Laurier Blanc

Laurier Blanc

"Nous sommes les bâtons. Nous recherchons la beauté et l’équilibre, nous faisons passer la sensualité avant les sentiments. […] Nous tenons notre teint des Nordiques. Ces sauvages hirsutes qui taillaient leurs dieux en pièces et accrochaient la chair aux arbres. Nous sommes ceux qui mirent Rome à sac. Redoute seulement de t’affaiblir avec l’âge et de mourir dans ton lit. N’oublie pas qui tu es."

PREMIERS BOURGEONS

En 1999 paraît aux Etats-Unis White Oleander (Laurier Blanc), le premier roman de Janet Fitch, jeune femme aux racines indiennes, auteur de nouvelles destinées à la jeunesse. Couronné par la critique, son livre deviendra un best-seller vendu à plus d’un million d’exemplaires. Fascinée par la poésie et son rythme musical, par l’Histoire et ses grandes figures, Fitch marie ses désirs à un récit habité par des personnages forts et un lyrisme des plus enivrants. Le monde d’Astrid est un puzzle qui se construit avec des pièces venant de boites différentes, comme les petites touches de peintures d’une toile impressionniste viennent s’unir dans un seul portrait. "Les fleurs des champs dans l’herbier, Bach le matin, les cheveux bruns sur l’oreiller, les perles, Aïda et Leonard Cohen, Mrs. Kromach et les pique-niques dans le séjour avec pâté et caviar […] Kandinsky, Ypres, les noms français pour les figures de ballet […], le fil noir dans la peau, une balle de .38 qui percute un os, l’odeur des maisons neuves, ma mère quand les flics lui avaient passé les menottes et l’étrange délicatesse avec laquelle le gros costaud lui avait protégé la tête de sa main pour qu’elle ne se cogne pas en montant dans la voiture de police". Instantanés comme vision du quotidien, mosaïque que l’artiste en herbe constitue, à l’image d’une auteur qui fait traverser à son héroïne des foyers successifs comme autant d’étapes existentielles. Astrid qui se construit selon les mères, leur couleur primaire ou leur lumière zénithale.

FLEUR SAUVAGE

L’habileté de Fitch réside en sa faculté de broder les perles de son récits avec une fluidité constante, où le parcours initiatique d’Astrid se trace sous un ensemble de nouvelles, dont les chapitres seraient sa mère (M comme meurtre), Claire et son visage en forme de boite de chocolats, ou Rena et ses longues boucles d’oreilles, genre suivez-moi-jeune-homme.

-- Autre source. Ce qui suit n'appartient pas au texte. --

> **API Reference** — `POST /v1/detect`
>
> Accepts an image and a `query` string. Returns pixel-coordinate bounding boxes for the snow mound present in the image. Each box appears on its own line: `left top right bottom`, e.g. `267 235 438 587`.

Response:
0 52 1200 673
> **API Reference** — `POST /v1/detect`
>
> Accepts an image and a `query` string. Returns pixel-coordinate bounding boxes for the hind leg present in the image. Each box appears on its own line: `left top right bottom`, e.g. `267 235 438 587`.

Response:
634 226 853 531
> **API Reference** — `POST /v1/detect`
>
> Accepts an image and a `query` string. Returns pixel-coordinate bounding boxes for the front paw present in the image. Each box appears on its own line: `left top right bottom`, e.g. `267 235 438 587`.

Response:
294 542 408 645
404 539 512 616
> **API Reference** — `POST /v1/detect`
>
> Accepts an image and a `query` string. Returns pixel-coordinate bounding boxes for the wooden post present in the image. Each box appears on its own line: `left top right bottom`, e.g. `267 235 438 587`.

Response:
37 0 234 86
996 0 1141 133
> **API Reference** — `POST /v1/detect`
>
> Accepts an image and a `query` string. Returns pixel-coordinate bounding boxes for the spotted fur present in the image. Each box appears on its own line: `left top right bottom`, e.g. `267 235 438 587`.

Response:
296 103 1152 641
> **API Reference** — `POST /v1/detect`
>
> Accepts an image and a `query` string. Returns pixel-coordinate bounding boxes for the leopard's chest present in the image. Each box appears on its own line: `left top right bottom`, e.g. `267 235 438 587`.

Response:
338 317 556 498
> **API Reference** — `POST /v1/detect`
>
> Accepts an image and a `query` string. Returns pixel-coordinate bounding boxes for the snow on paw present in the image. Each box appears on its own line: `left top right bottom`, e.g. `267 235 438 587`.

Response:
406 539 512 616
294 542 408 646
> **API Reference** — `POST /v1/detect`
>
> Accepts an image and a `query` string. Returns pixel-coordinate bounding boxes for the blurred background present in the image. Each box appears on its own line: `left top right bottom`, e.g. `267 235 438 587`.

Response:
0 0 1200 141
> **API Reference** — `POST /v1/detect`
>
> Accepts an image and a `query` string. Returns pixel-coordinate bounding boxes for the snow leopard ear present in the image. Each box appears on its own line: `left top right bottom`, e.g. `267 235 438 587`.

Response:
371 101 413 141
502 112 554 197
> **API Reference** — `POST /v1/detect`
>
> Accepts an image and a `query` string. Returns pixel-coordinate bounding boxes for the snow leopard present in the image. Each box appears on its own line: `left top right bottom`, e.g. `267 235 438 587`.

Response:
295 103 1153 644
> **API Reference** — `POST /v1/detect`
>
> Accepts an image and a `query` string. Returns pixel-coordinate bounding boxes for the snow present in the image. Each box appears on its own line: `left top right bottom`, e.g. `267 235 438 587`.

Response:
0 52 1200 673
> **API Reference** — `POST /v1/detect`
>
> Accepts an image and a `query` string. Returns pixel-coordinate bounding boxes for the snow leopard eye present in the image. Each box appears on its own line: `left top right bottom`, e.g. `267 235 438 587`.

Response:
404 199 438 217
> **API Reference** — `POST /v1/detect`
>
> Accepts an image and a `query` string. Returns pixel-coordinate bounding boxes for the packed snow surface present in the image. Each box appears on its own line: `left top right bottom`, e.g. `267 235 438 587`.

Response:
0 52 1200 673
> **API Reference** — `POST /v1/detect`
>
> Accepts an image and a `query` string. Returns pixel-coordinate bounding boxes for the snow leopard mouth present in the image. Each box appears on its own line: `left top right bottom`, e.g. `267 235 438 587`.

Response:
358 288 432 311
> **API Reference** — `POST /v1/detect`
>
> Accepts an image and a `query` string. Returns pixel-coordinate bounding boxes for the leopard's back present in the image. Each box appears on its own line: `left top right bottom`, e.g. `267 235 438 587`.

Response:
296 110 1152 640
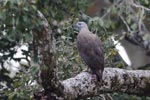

Astrid, belle figure centrale du livre-chorale, assure l’unité du voyage à travers sa voix, ses émotions changeantes tout comme sa peau caméléon qui mue selon ses foyers. Blonde comme le blé, brune comme le geais, ange effacé ou Parque furieuse, la jeune fille capture un monde dans chacune de ses valises, coffres sur lesquels sont apposés les refrains poétiques de la relation épistolaire entretenue avec sa mère emprisonnée. Expulsant toute sensiblerie au vestiaire, Fitch laisse entendre les murmures de la femme encore close, ceux d’une Astrid comme phrase inachevée tentant de sortir de l’ombre de sa mère, artiste géniale, monstre possessif et simple mortelle aux meurtrissures étouffées. " Il y a bien longtemps, elle m’avait raconté que se tailler en pièces dans la journée et se réconcilier chaque soir était l’idée du paradis que se faisaient les Vikings. En fait, une éternelle tuerie. Jamais on ne mourrait sur le coup. Comme l’aigle qui dévore dans la journée un foie qui se reconstitue. En un peu plus drôle." Fitch orchestre son roman ample où le feu et le lait se rencontrent avec bonheur, catalyseurs du bourdonnements des fils électriques avant la pluie.